Délit de séjour irrégulier
Le rétablissement du « délit de séjour irrégulier » était qualifié d’inutile par le camp présidentiel. Mais la mesure, assortie d’une peine d’amende sans emprisonnement, a été retenue.
Centres de rétention administratifs
Malgré les réticences de la droite, l’interdiction de placer des étrangers mineurs en rétention figure dans le compromis final.
Regroupement familial
Le durcissement des conditions du regroupement familial voté par le Sénat se retrouve pour l’essentiel dans le texte final, avec notamment une durée de séjour du demandeur portée à 24 mois (contre 18), la nécessité de ressources « stables, régulières et suffisantes » et de disposer d’une assurance maladie, ainsi qu’un âge minimal du conjoint de 21 ans (et plus 18).
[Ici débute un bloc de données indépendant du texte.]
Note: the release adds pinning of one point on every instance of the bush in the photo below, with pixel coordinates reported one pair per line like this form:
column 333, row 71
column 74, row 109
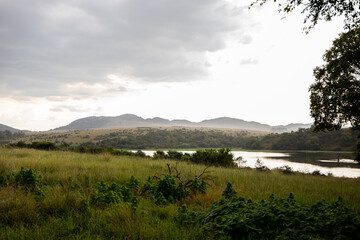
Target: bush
column 159, row 154
column 287, row 170
column 216, row 157
column 140, row 153
column 229, row 191
column 172, row 154
column 166, row 190
column 105, row 195
column 43, row 146
column 276, row 218
column 259, row 165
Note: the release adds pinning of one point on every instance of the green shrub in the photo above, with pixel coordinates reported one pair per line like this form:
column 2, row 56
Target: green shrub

Une caution pour les étudiants
La droite a obtenu l’instauration, sauf dans certains cas particuliers, d’une caution à déposer par les étrangers demandant un titre de séjour « étudiant », visant à couvrir le coût d’éventuels « frais d’éloignement ». Les macronistes avaient pourtant combattu cette mesure constituant à leurs yeux « une rupture d’égalité » entre étudiants et risquant de fragiliser les étudiants internationaux.